The primary efficacy variable was the incidence of new morphometric (radiologically-diagnosed) vertebral fractures at 3 years. Vertebral fractures were diagnosed based on lateral spine radiographs (T4-L4) using a semiquantitative scoring method. Prolia significantly reduced the incidence of new morphometric vertebral fractures at 1,2, and 3 years (p < 0.0001), as shown in Table 3. The incidence of new vertebral fractures at year 3 was 7.2% in the placebo-treated women compared to 2.3% for the Prolia-treated women. The absolute risk reduction was 4.8% and relative risk reduction was 68% for new morphometric vertebral fractures at year 3.

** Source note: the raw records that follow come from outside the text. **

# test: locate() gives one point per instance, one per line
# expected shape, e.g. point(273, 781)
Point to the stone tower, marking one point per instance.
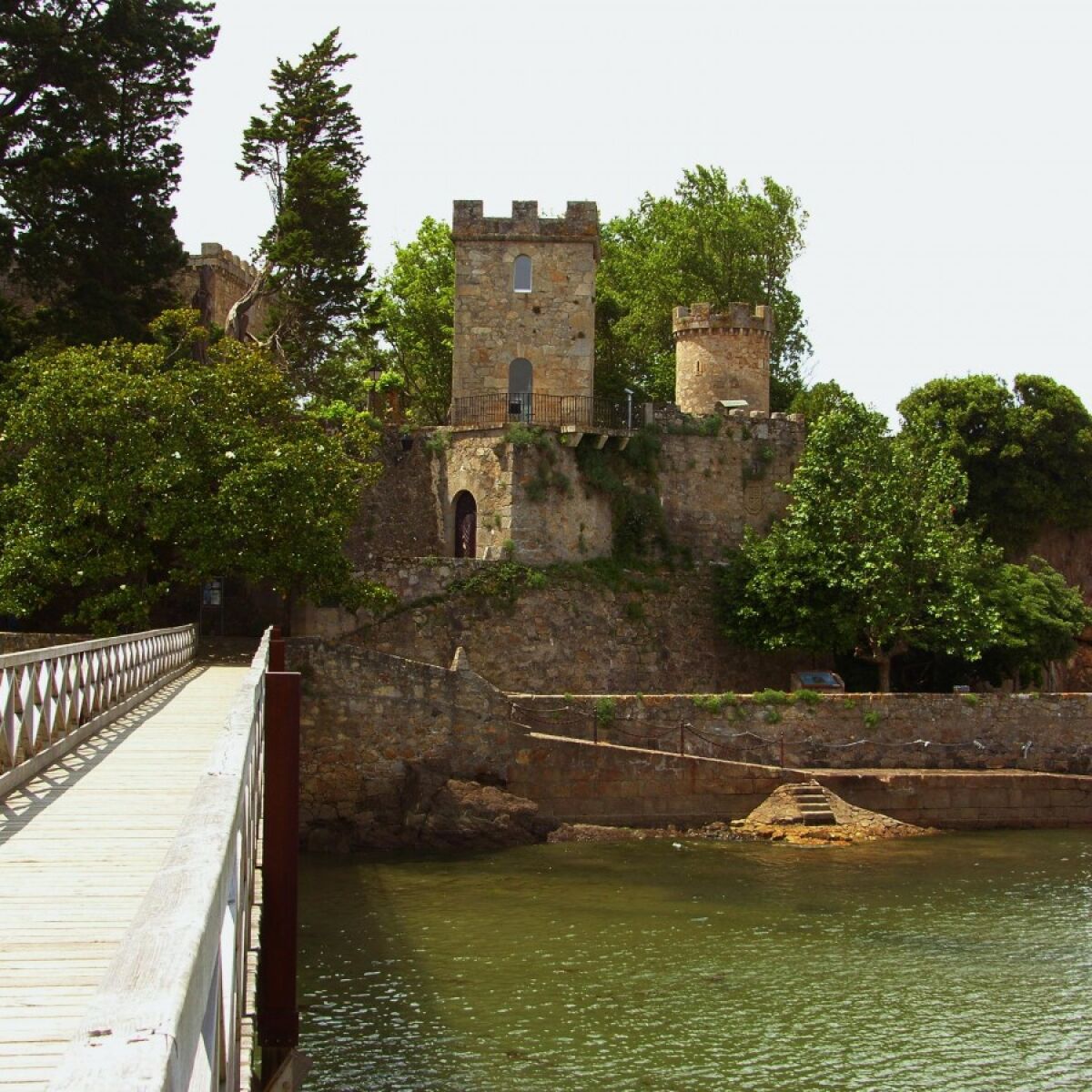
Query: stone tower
point(524, 300)
point(722, 355)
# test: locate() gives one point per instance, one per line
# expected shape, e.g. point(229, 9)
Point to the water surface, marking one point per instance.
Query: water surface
point(959, 962)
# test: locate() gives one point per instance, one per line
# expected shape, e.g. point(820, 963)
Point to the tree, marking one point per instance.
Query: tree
point(416, 315)
point(1041, 620)
point(709, 243)
point(1026, 452)
point(167, 469)
point(869, 556)
point(91, 92)
point(308, 150)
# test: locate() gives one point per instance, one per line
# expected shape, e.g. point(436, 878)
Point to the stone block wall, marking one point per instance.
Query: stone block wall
point(1051, 733)
point(552, 326)
point(214, 279)
point(574, 633)
point(379, 734)
point(713, 487)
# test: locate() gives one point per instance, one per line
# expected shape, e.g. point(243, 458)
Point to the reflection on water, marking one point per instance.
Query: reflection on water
point(959, 964)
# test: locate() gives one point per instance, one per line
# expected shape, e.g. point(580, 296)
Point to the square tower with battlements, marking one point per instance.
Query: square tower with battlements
point(524, 304)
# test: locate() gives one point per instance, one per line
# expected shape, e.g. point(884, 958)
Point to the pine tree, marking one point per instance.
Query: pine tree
point(90, 96)
point(308, 150)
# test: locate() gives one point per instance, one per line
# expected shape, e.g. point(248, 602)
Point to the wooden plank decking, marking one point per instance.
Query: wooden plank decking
point(79, 846)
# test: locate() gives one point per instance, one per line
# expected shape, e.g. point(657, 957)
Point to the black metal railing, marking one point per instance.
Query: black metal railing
point(557, 410)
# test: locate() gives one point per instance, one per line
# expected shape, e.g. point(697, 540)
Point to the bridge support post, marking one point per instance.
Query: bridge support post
point(278, 1015)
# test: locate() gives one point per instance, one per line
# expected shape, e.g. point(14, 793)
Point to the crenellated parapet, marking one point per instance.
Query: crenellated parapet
point(722, 354)
point(579, 224)
point(214, 279)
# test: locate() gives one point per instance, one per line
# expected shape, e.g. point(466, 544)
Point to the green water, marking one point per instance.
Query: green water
point(960, 962)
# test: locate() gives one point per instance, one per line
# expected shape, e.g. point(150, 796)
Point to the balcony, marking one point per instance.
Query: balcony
point(568, 413)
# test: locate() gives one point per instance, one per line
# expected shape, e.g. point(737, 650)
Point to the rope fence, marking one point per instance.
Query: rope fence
point(682, 736)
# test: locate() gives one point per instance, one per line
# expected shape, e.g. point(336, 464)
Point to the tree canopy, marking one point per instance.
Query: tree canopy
point(710, 243)
point(307, 147)
point(126, 469)
point(416, 315)
point(869, 556)
point(91, 92)
point(1026, 452)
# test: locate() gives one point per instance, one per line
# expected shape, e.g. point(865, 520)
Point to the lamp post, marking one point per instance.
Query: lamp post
point(374, 372)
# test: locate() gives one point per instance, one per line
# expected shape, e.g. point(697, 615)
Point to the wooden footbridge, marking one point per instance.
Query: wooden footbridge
point(140, 874)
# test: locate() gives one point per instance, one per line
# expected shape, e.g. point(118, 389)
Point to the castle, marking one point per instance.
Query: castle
point(506, 474)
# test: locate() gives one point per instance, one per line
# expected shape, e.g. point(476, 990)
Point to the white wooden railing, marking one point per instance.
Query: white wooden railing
point(169, 1013)
point(53, 699)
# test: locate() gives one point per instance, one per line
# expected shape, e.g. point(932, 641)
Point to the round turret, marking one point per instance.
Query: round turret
point(722, 355)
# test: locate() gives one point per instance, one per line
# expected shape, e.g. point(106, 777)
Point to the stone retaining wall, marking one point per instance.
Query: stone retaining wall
point(1051, 732)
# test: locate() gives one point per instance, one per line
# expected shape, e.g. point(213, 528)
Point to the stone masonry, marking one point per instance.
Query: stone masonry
point(722, 355)
point(552, 326)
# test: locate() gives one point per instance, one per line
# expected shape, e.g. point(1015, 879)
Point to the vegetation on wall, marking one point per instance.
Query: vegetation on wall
point(90, 96)
point(628, 479)
point(307, 147)
point(170, 464)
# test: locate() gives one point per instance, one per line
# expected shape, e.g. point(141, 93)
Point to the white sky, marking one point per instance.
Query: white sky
point(942, 148)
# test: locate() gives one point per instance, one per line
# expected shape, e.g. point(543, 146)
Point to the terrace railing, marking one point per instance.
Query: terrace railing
point(53, 699)
point(576, 412)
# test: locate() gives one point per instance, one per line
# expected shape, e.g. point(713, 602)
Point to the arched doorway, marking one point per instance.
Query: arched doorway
point(465, 524)
point(520, 388)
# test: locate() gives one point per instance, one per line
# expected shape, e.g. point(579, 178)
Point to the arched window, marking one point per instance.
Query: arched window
point(521, 273)
point(520, 389)
point(465, 524)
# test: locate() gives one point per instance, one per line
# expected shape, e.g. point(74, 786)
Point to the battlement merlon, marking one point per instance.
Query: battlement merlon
point(703, 318)
point(579, 224)
point(213, 254)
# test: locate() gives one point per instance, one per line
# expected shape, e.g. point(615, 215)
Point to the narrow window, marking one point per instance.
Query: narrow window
point(520, 388)
point(522, 273)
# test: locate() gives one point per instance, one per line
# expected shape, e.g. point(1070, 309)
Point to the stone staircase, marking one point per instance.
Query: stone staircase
point(813, 805)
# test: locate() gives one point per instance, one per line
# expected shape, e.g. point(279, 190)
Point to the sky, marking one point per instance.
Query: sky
point(940, 147)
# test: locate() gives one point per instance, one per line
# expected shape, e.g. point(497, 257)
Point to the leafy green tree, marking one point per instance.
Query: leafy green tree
point(1041, 620)
point(308, 150)
point(91, 92)
point(168, 467)
point(416, 316)
point(713, 243)
point(869, 556)
point(1026, 451)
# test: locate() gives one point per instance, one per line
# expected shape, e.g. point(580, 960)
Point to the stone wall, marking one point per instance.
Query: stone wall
point(552, 326)
point(383, 738)
point(379, 735)
point(533, 495)
point(214, 279)
point(722, 354)
point(713, 487)
point(23, 642)
point(1049, 733)
point(401, 514)
point(577, 633)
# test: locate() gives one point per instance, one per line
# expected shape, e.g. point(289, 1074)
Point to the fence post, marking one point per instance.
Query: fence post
point(277, 651)
point(278, 1015)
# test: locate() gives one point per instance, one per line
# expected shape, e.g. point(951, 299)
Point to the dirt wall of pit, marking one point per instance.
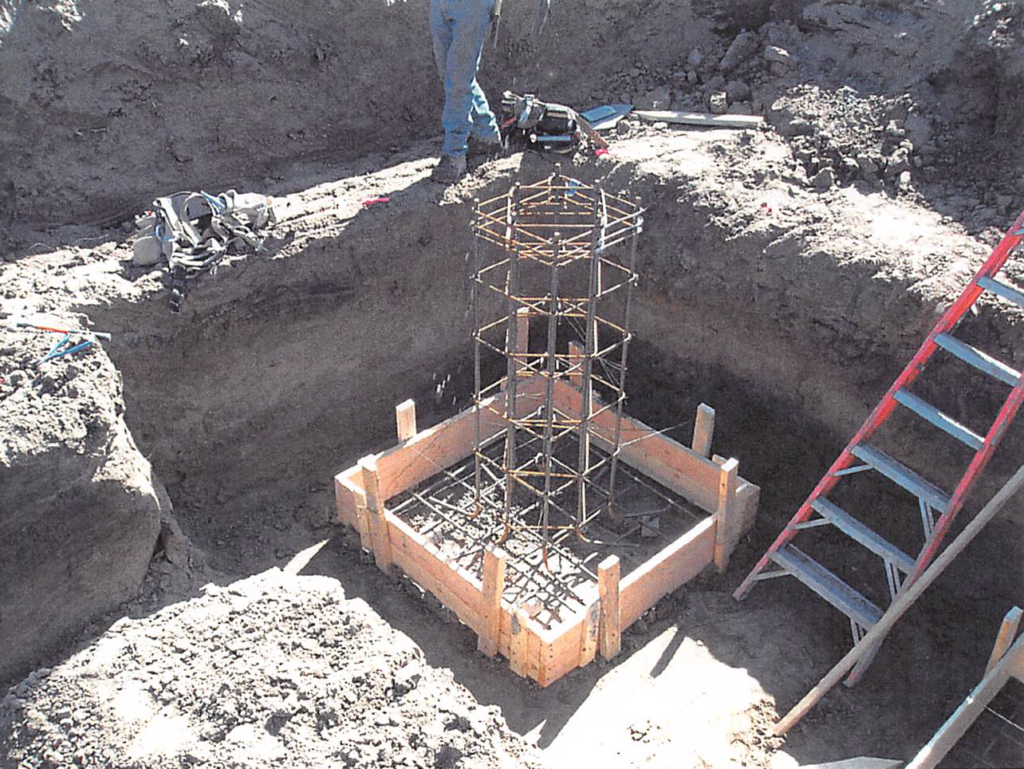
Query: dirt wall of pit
point(80, 508)
point(105, 104)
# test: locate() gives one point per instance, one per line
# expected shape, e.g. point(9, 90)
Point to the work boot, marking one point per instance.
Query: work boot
point(450, 169)
point(484, 147)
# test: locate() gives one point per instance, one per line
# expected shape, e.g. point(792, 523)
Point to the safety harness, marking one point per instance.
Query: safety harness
point(193, 231)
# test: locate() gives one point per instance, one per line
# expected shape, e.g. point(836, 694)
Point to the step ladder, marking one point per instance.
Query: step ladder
point(937, 508)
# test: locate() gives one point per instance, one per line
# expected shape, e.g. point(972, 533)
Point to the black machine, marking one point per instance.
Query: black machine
point(527, 122)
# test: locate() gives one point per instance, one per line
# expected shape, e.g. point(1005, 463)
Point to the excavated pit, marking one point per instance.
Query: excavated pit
point(284, 370)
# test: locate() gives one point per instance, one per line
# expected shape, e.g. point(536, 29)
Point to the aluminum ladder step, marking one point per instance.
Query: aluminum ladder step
point(902, 475)
point(980, 360)
point(941, 420)
point(857, 530)
point(1000, 289)
point(826, 585)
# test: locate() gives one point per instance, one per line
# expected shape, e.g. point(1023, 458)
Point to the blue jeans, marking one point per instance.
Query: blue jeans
point(459, 29)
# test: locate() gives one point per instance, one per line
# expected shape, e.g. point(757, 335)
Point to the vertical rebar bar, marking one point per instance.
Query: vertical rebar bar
point(590, 348)
point(512, 289)
point(549, 393)
point(631, 282)
point(477, 285)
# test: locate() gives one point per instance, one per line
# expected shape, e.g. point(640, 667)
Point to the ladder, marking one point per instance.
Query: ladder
point(901, 569)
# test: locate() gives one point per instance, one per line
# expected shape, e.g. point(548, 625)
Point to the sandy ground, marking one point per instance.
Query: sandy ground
point(787, 274)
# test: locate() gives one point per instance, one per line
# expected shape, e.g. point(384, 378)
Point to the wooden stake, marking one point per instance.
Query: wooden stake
point(576, 364)
point(965, 716)
point(519, 646)
point(726, 531)
point(1007, 633)
point(610, 640)
point(898, 607)
point(591, 628)
point(704, 429)
point(494, 587)
point(376, 515)
point(404, 417)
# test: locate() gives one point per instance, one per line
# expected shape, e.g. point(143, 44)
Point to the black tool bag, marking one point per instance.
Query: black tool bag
point(529, 123)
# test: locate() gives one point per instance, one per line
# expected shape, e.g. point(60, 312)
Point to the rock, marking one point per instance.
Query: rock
point(898, 162)
point(717, 83)
point(407, 678)
point(894, 130)
point(851, 169)
point(657, 98)
point(823, 180)
point(775, 55)
point(796, 127)
point(175, 545)
point(744, 46)
point(919, 130)
point(736, 90)
point(867, 166)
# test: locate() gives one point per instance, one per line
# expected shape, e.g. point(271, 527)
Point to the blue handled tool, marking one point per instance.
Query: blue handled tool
point(64, 347)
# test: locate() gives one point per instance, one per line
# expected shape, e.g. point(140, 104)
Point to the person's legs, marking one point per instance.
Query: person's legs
point(466, 108)
point(440, 35)
point(484, 123)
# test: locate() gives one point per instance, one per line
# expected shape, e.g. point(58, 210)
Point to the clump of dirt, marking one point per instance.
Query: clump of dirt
point(274, 670)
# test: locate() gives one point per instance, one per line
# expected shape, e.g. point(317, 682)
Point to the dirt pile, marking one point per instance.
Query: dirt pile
point(274, 670)
point(95, 122)
point(80, 508)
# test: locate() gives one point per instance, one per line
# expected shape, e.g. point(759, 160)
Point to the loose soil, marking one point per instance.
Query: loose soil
point(787, 274)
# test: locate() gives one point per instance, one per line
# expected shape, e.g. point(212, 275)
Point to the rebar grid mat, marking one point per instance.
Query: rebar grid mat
point(559, 233)
point(441, 509)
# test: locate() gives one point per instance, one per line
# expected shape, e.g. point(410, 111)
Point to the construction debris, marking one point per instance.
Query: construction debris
point(193, 231)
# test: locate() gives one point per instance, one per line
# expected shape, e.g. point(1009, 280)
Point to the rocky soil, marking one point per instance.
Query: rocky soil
point(275, 670)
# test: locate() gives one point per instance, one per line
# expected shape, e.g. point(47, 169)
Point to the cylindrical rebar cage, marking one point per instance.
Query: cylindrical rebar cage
point(553, 279)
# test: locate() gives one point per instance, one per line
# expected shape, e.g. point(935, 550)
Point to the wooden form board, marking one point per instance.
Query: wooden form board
point(545, 654)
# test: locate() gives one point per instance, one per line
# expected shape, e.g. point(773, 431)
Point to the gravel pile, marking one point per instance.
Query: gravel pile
point(272, 671)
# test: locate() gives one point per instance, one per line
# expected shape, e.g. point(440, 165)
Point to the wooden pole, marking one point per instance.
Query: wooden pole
point(1008, 631)
point(376, 515)
point(704, 429)
point(519, 643)
point(965, 716)
point(494, 588)
point(902, 603)
point(610, 639)
point(404, 417)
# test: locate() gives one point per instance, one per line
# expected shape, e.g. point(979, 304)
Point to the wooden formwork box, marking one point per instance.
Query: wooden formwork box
point(546, 654)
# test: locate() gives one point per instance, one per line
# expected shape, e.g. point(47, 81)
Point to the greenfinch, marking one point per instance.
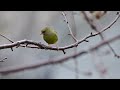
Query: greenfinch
point(49, 35)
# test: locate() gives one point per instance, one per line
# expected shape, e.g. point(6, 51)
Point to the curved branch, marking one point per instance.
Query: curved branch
point(37, 45)
point(55, 61)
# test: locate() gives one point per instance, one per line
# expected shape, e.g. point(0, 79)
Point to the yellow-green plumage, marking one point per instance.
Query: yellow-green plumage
point(49, 35)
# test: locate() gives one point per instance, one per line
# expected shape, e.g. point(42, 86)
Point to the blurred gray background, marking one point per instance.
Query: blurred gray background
point(19, 25)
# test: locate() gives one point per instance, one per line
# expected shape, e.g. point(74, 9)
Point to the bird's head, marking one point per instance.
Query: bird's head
point(45, 30)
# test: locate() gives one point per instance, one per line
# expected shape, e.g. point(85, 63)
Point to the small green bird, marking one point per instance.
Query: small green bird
point(49, 35)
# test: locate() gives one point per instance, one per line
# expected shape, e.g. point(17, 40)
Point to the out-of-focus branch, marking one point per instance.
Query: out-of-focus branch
point(94, 27)
point(56, 61)
point(27, 43)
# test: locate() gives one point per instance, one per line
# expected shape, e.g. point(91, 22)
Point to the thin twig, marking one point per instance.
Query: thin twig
point(94, 27)
point(42, 46)
point(55, 61)
point(69, 28)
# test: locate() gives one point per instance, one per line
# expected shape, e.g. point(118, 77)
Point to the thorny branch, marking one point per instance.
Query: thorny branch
point(94, 27)
point(27, 43)
point(56, 61)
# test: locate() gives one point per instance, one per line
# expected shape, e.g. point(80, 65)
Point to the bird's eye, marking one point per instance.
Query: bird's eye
point(43, 31)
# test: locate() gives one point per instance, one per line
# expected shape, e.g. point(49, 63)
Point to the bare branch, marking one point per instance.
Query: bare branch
point(42, 46)
point(94, 27)
point(69, 28)
point(55, 61)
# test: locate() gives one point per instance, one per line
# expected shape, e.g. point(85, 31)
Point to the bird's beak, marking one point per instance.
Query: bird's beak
point(41, 33)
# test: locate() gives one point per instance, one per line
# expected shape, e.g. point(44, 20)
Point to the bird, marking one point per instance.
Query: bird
point(50, 36)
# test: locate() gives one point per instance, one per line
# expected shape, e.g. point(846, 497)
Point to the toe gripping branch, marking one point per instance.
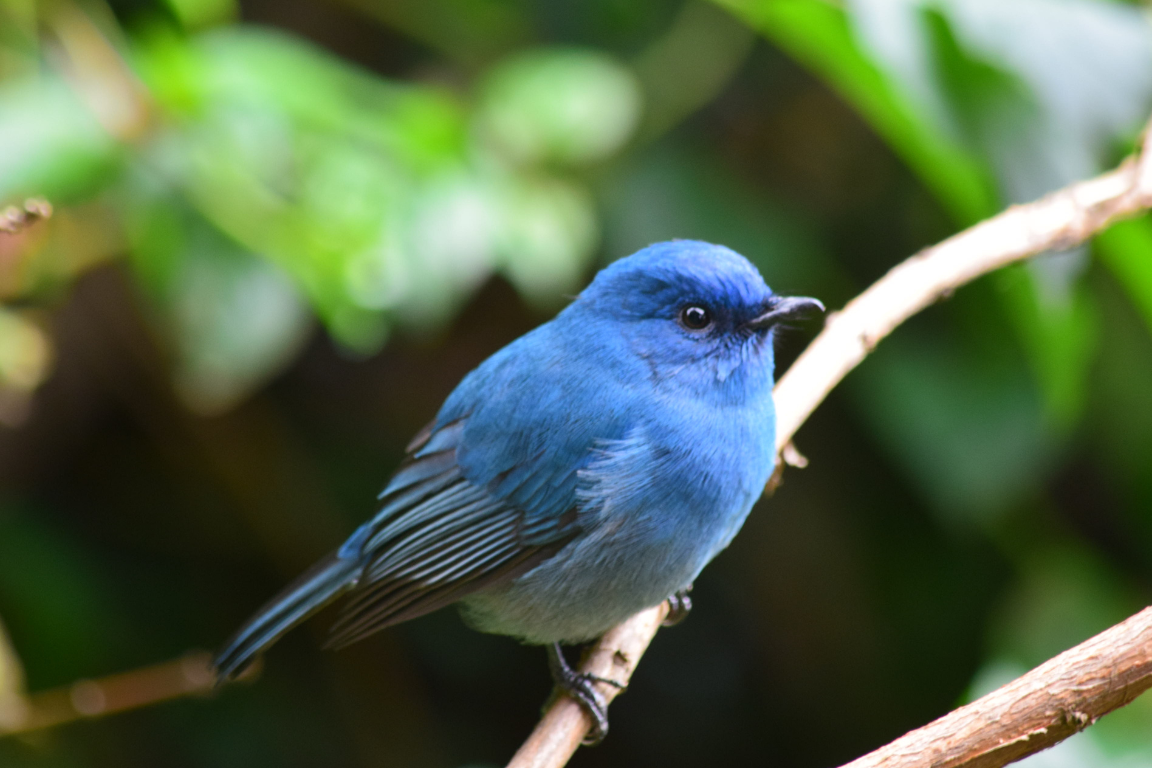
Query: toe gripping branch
point(680, 605)
point(580, 686)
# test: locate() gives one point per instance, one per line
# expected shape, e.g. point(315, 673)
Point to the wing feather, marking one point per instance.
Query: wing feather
point(439, 537)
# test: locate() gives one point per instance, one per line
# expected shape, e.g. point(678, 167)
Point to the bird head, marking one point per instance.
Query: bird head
point(698, 314)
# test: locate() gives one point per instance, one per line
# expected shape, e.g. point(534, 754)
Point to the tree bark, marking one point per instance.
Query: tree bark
point(1062, 696)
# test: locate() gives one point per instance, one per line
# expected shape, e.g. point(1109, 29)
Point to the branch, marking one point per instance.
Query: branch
point(980, 735)
point(15, 219)
point(1061, 697)
point(191, 675)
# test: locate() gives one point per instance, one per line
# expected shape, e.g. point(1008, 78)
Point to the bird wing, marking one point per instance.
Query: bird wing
point(437, 538)
point(487, 491)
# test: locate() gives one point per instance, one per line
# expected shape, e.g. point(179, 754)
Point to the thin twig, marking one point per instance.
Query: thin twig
point(15, 219)
point(1060, 220)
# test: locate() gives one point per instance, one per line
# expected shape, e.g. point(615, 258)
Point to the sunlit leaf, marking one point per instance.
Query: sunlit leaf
point(568, 106)
point(235, 320)
point(52, 144)
point(1126, 249)
point(13, 706)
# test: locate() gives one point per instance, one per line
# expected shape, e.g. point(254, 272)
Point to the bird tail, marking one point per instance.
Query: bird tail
point(312, 591)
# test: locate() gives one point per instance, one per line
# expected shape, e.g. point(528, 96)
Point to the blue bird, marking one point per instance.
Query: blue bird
point(584, 472)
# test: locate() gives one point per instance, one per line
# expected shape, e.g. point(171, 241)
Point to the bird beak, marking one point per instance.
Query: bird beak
point(786, 308)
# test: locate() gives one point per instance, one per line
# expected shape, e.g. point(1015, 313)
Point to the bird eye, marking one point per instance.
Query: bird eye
point(695, 317)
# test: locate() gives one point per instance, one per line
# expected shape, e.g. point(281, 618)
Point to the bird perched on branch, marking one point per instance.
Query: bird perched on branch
point(586, 471)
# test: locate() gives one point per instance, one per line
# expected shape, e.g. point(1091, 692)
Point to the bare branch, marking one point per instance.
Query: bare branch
point(15, 219)
point(190, 675)
point(1058, 221)
point(1059, 698)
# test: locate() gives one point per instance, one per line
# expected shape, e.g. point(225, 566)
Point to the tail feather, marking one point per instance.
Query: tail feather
point(308, 594)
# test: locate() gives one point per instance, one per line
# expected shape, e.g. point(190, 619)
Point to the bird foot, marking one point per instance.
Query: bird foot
point(578, 685)
point(680, 605)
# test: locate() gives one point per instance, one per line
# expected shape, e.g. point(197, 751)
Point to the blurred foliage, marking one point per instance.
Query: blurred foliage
point(285, 229)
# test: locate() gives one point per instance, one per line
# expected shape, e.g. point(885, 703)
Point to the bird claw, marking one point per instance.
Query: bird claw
point(580, 686)
point(680, 605)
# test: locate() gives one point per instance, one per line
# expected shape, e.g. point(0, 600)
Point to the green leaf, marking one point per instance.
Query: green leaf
point(820, 36)
point(570, 106)
point(1060, 337)
point(234, 319)
point(964, 423)
point(52, 144)
point(1126, 249)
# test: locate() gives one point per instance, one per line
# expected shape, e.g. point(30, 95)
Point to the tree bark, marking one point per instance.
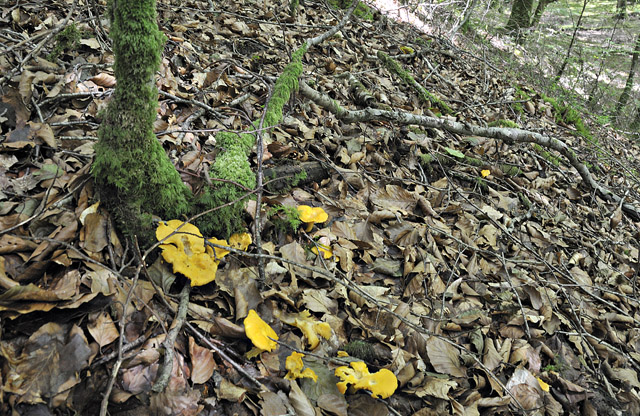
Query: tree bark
point(537, 15)
point(624, 97)
point(520, 17)
point(573, 39)
point(133, 175)
point(621, 9)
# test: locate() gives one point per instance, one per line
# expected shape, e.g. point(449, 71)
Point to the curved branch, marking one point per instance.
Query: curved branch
point(508, 135)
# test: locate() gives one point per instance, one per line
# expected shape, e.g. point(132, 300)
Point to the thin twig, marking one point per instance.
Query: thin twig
point(164, 373)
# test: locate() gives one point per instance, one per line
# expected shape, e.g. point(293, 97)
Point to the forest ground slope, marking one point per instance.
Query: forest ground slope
point(487, 276)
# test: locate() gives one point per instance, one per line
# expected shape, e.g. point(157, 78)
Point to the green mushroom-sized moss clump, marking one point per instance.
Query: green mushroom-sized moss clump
point(133, 175)
point(232, 164)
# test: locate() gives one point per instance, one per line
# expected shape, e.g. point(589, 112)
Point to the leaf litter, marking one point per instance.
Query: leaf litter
point(498, 292)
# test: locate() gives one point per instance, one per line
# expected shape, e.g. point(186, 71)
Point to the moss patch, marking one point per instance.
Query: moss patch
point(232, 163)
point(133, 175)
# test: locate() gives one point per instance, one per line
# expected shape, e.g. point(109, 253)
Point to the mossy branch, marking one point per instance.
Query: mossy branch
point(508, 135)
point(232, 163)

Denosumab (Prolia) is the most effective osteoporosis treatment for preventing vertebral fractures, with a 68% relative risk reduction and 4.8% absolute risk reduction in new morphometric vertebral fractures at 3 years, as demonstrated in a 3-year, randomized, double-blind, placebo-controlled trial 2.

Alendronate sodium reduced the percentage of women experiencing at least one new radiographic vertebral fracture from 15.0% to 7.9% (47% relative risk reduction, p<0.001); in the Four-Year Study of FIT, the percentage was reduced from 3.8% to 2.1% (44% relative risk reduction, p=0.001); and in the combined U.S. /Multinational studies, from 6.2% to 3.2% (48% relative risk reduction, p=0.034).

In comparison, alendronate sodium reduced the incidence of radiographic vertebral fractures by 47% in the Three-Year Study of FIT and 44% in the Four-Year Study of FIT 3.

Key points:

• Denosumab (Prolia) has a higher relative risk reduction (68%) compared to alendronate sodium (47% and 44%).
• Denosumab (Prolia) has a higher absolute risk reduction (4.8%) compared to alendronate sodium (2.3% and 1.7%).

From the Research

Osteoporosis Treatment Options

The most effective osteoporosis treatment for preventing vertebral fractures is a topic of ongoing research. Several studies have investigated the efficacy of different treatments in reducing the risk of vertebral fractures.

Bisphosphonates

• Bisphosphonates, such as alendronate, risedronate, ibandronate, and zoledronic acid, are currently the most widely used osteoporosis medications 4, 5, 6, 7.
• These drugs increase bone mineral density (BMD) and reduce the risk of vertebral fractures by 40-70% 4.
• Zoledronic acid has been shown to be the most effective in preventing vertebral fracture, nonvertebral fracture, and any fracture 5.
• Alendronate and zoledronic acid have also been shown to be effective in preventing hip fractures 5, 7.

Anabolic Therapy

• Anabolic therapy with teriparatide has been demonstrated to be superior to the bisphosphonate risedronate in preventing vertebral and clinical fractures in postmenopausal women with vertebral fracture 4.
• Treatment with the sclerostin antibody romosozumab increases BMD more profoundly and rapidly than alendronate and is also superior to alendronate in reducing the risk of vertebral and nonvertebral fracture in postmenopausal women with osteoporosis 4.

Combination Therapy

• For patients with severe osteoporosis and high fracture risk, bisphosphonates alone are unlikely to be able to provide long-term protection against fracture and restore BMD 4.
• Sequential treatment, starting with a bone-building drug (e.g. teriparatide), followed by an antiresorptive, may provide better long-term fracture prevention 4.

Other Treatment Options

• Hormone therapy reduces fracture risk, but the benefits may not outweigh the reported risks 8.
• Raloxifene has been shown to lower the incidence of vertebral fractures in women with osteoporosis 8.
• Salmon calcitonin is reserved for use in patients who cannot tolerate bisphosphonates or hormone therapy 8.